Talk about a bank job.
The XLF ETF, which tracks the financial sector, jumped higher Thursday ahead of the Fed’s annual CCAR stress test results. If the gains hold, the move will break a record 13-day losing streak for financials, but according to Dan Nathan of RiskReversal.com, there could be even more gains ahead.
On Wednesday, the XLF saw a surge in trading activity, with call options doubling that of puts. Within the activity was a purchase of 21,000 July 27 calls for 41 cents per contract. This is a bullish bet that the financials ETF will be above $27.41, or up about 3 percent from its current levels, by July expiration.
Financials are one of the worst-performing sectors this quarter and have fallen nearly 5 percent year to date. The group has been weighed down by the underperformance of big banks like J.P. Morgan, Bank of America, Wells Fargo and Citigroup — which make up more than 32 percent of the ETF’s holdings.
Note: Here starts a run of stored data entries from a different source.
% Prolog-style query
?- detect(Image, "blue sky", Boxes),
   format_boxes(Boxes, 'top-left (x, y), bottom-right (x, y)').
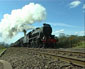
top-left (0, 0), bottom-right (85, 44)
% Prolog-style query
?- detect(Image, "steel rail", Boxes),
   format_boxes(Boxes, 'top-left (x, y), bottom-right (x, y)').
top-left (29, 48), bottom-right (85, 58)
top-left (39, 52), bottom-right (85, 67)
top-left (9, 47), bottom-right (85, 67)
top-left (0, 48), bottom-right (7, 57)
top-left (57, 50), bottom-right (85, 57)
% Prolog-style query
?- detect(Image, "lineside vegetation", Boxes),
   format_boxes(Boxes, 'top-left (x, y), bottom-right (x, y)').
top-left (55, 33), bottom-right (85, 48)
top-left (0, 45), bottom-right (6, 53)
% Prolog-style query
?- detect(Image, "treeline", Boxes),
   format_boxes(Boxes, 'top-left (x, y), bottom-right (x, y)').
top-left (0, 42), bottom-right (9, 48)
top-left (55, 33), bottom-right (85, 48)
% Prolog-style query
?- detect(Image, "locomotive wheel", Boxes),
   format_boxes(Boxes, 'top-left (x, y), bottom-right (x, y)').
top-left (35, 41), bottom-right (38, 48)
top-left (42, 43), bottom-right (45, 48)
top-left (36, 38), bottom-right (41, 48)
top-left (31, 41), bottom-right (35, 48)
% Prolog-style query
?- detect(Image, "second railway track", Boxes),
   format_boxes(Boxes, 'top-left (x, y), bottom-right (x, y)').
top-left (38, 51), bottom-right (85, 67)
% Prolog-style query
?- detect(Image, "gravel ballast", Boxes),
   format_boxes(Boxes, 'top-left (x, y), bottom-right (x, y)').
top-left (0, 47), bottom-right (84, 69)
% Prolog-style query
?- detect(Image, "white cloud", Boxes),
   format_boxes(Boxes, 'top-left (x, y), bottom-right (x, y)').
top-left (69, 1), bottom-right (81, 8)
top-left (83, 4), bottom-right (85, 9)
top-left (52, 29), bottom-right (64, 36)
top-left (53, 23), bottom-right (75, 27)
top-left (75, 31), bottom-right (85, 36)
top-left (82, 4), bottom-right (85, 13)
top-left (54, 29), bottom-right (64, 33)
top-left (46, 22), bottom-right (80, 28)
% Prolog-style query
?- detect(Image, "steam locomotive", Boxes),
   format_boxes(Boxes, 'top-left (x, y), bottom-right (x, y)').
top-left (11, 23), bottom-right (58, 48)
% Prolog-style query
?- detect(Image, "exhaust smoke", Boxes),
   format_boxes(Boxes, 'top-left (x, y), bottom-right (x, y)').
top-left (0, 3), bottom-right (46, 43)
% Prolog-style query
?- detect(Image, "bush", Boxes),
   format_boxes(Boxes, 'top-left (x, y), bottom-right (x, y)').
top-left (56, 34), bottom-right (85, 48)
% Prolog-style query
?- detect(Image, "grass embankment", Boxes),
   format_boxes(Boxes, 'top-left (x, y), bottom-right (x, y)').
top-left (0, 46), bottom-right (6, 54)
top-left (73, 41), bottom-right (85, 48)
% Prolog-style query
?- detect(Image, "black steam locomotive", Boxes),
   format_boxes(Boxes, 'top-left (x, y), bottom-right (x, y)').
top-left (11, 23), bottom-right (58, 48)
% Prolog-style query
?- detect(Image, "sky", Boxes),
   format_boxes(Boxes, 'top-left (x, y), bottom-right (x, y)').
top-left (0, 0), bottom-right (85, 44)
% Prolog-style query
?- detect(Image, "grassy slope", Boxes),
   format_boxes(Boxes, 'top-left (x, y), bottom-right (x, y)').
top-left (0, 45), bottom-right (6, 53)
top-left (73, 41), bottom-right (85, 48)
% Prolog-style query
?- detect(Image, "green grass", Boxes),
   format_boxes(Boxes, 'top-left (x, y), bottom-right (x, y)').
top-left (73, 41), bottom-right (85, 48)
top-left (0, 46), bottom-right (6, 53)
top-left (0, 48), bottom-right (7, 54)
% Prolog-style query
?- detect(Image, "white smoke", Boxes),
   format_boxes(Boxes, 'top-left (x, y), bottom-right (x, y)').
top-left (0, 3), bottom-right (46, 41)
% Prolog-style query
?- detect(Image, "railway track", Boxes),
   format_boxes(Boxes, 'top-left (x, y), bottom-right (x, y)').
top-left (0, 47), bottom-right (85, 69)
top-left (27, 48), bottom-right (85, 68)
top-left (38, 52), bottom-right (85, 67)
top-left (35, 48), bottom-right (85, 58)
top-left (0, 48), bottom-right (7, 57)
top-left (26, 48), bottom-right (85, 59)
top-left (20, 48), bottom-right (85, 67)
top-left (56, 49), bottom-right (85, 58)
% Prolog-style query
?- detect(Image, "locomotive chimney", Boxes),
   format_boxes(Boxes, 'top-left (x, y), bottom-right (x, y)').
top-left (23, 29), bottom-right (26, 36)
top-left (23, 29), bottom-right (29, 44)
Still, Nathan believes the biggest catalyst for the group will come next month as many of the large banks prepare to report earnings.
“So in my eye you get a move in the XLF between now and July 20 close [of] about 3.5 percent in either direction,” he said Thursday on CNBC’s “Fast Money.”
Shares of the XLF are up more than 8 percent in the last 12 months and were trading higher Thursday afternoon at around $26.65.